From: M.-A. Lemburg
On 18.03.2014 12:27, Nick Coghlan wrote:
The other way to do it would be to just add four new slots to PyNumberMethods:
binaryfunc nb_matrix_multiply; binaryfunc nb_matrix_power; binaryfunc nb_inplace_matrix_multiply; binaryfunc nb_inplace_matrix_power;
This approach increases the size of all type objects that define one or more of the numeric functions by four pointers, and doesn't really make sense at a conceptual level.
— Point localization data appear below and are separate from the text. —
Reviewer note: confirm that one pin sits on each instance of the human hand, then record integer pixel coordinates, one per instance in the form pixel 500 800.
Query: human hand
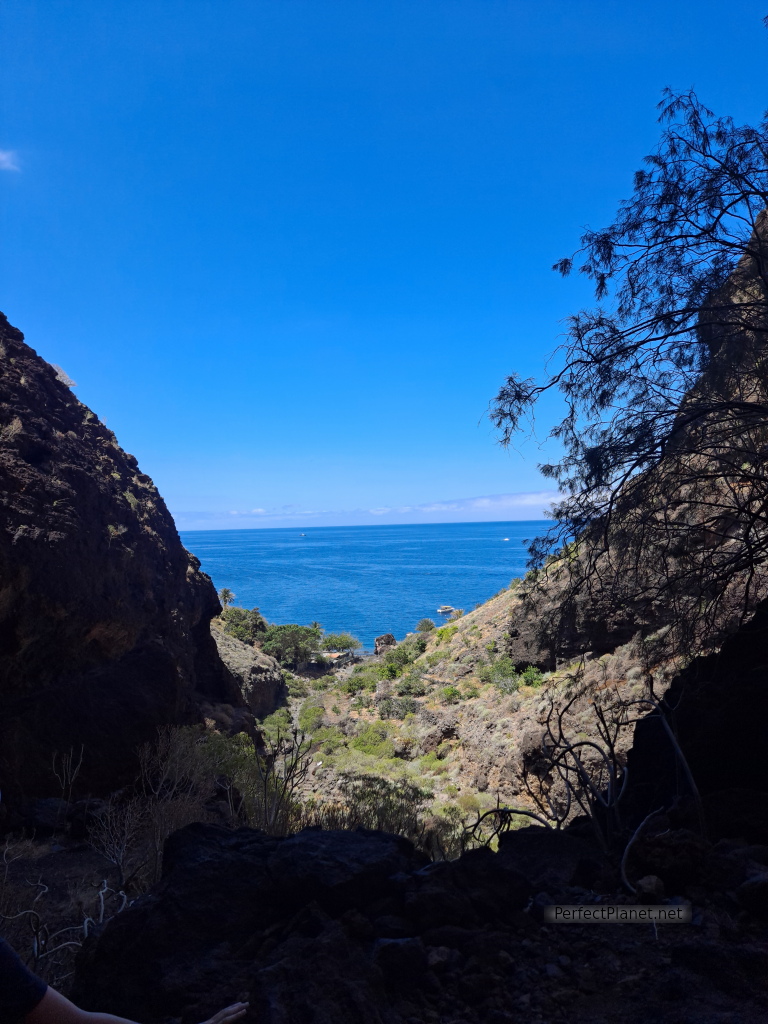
pixel 228 1014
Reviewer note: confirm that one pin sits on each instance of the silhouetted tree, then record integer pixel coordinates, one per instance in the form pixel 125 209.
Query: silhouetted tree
pixel 666 386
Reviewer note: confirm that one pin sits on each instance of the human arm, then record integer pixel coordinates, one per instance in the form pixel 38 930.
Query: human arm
pixel 56 1009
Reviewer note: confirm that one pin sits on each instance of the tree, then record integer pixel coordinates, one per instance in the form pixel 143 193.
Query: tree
pixel 292 644
pixel 247 625
pixel 666 386
pixel 341 641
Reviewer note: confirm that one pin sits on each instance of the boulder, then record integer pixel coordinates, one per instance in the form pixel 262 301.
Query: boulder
pixel 103 615
pixel 258 677
pixel 383 643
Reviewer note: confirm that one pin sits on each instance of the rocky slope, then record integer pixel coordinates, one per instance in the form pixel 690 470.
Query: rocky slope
pixel 103 615
pixel 355 928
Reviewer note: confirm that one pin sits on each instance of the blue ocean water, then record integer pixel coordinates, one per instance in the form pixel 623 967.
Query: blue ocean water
pixel 364 580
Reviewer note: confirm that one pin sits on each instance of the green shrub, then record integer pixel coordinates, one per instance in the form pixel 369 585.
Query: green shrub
pixel 397 707
pixel 341 641
pixel 310 716
pixel 247 625
pixel 296 687
pixel 279 721
pixel 434 763
pixel 411 686
pixel 502 674
pixel 445 633
pixel 374 740
pixel 532 676
pixel 291 644
pixel 330 739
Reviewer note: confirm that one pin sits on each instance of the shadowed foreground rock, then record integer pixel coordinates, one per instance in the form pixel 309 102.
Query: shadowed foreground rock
pixel 103 615
pixel 356 928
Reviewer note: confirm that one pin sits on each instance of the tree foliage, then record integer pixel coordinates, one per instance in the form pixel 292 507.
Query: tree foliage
pixel 292 644
pixel 247 625
pixel 341 641
pixel 665 381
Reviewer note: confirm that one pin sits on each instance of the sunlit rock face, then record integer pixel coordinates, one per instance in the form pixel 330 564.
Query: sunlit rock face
pixel 103 615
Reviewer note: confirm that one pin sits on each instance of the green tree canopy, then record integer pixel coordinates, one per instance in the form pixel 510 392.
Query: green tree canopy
pixel 341 641
pixel 666 384
pixel 292 644
pixel 247 625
The latter is the main reason I prefer the separate PyMatrixMethods struct.
I don't think that it's a good idea to make all type objects larger just to address matrix multiplications which none of the builtin types will actually use, so +1 on adding to the number methods, even if a matrix isn't a number (they still use numbers, so it's not that far off :-)), but -1 on adding another slot struct.
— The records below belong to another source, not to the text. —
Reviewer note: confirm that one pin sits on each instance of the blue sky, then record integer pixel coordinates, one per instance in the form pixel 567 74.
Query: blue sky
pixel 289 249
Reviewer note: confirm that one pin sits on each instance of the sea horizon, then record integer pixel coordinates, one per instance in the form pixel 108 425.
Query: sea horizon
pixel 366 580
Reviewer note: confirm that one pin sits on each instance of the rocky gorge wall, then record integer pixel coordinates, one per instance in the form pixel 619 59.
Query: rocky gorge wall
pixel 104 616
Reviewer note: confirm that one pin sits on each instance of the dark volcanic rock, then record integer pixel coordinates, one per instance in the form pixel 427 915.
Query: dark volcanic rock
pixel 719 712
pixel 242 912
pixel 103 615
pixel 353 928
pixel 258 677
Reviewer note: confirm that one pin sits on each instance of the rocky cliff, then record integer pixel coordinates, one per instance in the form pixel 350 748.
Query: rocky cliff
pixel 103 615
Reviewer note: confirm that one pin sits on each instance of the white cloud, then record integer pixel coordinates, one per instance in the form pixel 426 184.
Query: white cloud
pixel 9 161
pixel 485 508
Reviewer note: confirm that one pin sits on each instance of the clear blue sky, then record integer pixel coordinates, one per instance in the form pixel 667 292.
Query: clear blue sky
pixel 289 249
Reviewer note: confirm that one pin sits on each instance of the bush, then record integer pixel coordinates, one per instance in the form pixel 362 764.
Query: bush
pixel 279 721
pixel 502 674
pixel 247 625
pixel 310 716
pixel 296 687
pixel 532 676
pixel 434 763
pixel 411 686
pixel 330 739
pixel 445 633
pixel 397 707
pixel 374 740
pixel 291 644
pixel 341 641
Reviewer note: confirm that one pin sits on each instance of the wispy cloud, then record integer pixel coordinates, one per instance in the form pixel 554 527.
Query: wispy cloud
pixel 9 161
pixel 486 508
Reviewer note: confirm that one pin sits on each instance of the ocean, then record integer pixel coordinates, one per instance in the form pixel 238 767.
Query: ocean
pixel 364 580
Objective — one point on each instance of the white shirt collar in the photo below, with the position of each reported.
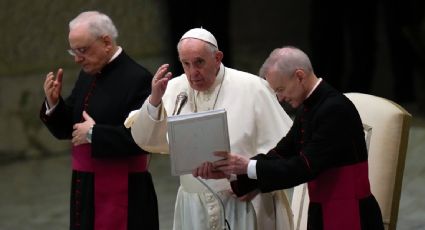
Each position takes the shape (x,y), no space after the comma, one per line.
(315,86)
(118,52)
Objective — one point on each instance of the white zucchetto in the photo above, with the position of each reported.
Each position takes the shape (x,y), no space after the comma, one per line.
(201,34)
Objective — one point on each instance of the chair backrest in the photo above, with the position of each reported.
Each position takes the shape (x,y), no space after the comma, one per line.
(386,126)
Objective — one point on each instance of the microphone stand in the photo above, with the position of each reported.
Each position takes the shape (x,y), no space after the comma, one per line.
(180,102)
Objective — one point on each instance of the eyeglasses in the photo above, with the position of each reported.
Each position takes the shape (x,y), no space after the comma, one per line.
(81,51)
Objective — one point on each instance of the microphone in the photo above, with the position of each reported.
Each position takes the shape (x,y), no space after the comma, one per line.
(181,100)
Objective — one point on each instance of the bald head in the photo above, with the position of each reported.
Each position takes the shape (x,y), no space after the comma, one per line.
(286,60)
(96,23)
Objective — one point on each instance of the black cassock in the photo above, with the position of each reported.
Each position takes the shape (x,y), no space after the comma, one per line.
(122,86)
(326,148)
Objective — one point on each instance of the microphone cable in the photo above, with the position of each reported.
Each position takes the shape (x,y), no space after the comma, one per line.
(223,210)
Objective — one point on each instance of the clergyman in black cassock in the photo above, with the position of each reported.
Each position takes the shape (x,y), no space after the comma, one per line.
(111,187)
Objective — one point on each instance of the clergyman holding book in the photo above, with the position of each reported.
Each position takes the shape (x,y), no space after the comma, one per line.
(256,122)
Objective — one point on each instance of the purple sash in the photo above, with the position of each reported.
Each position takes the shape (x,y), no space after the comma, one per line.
(110,185)
(338,191)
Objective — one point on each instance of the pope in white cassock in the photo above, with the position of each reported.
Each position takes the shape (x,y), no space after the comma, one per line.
(256,122)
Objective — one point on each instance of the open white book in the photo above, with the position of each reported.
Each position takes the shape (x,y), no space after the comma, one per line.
(193,138)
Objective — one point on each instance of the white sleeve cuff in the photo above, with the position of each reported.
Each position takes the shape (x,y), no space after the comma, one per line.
(153,111)
(252,170)
(233,177)
(48,109)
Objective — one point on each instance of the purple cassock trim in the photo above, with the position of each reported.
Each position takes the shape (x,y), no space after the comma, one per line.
(110,184)
(339,191)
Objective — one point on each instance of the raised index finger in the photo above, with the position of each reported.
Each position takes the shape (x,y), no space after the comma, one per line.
(59,75)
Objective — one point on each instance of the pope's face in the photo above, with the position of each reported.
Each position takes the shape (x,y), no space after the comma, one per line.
(90,52)
(200,63)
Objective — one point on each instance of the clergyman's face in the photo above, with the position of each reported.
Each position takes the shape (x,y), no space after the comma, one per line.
(200,64)
(288,89)
(90,52)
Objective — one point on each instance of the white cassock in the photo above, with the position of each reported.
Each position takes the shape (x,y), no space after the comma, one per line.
(256,123)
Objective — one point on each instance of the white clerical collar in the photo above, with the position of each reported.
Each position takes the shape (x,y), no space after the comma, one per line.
(118,52)
(315,86)
(218,80)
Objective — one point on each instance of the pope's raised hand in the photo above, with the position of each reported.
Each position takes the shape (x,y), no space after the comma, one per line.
(159,84)
(53,86)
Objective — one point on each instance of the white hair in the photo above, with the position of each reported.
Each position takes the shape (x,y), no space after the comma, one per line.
(99,24)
I don't see how putting them in PyNumberMethods doesn't make sense at a conceptual level. (Matrix, +, @) is a ring, and they form an assocative algebra. Sure, matrices are collections of simpler numbers, and their operations are defined in terms of the operations of those simpler numbers, but the same thing is true for complex numbers, or even rationals. From a mathematical point of view, there's no principled definition of "number" (or, rather, if there is, it's only going to include the naturals or maybe the ordinals). If anything, the float type has a lot more problems as a "number" than a matrix type does. So if there is a good practical reason to call matrix multiplication a numeric operation, why not?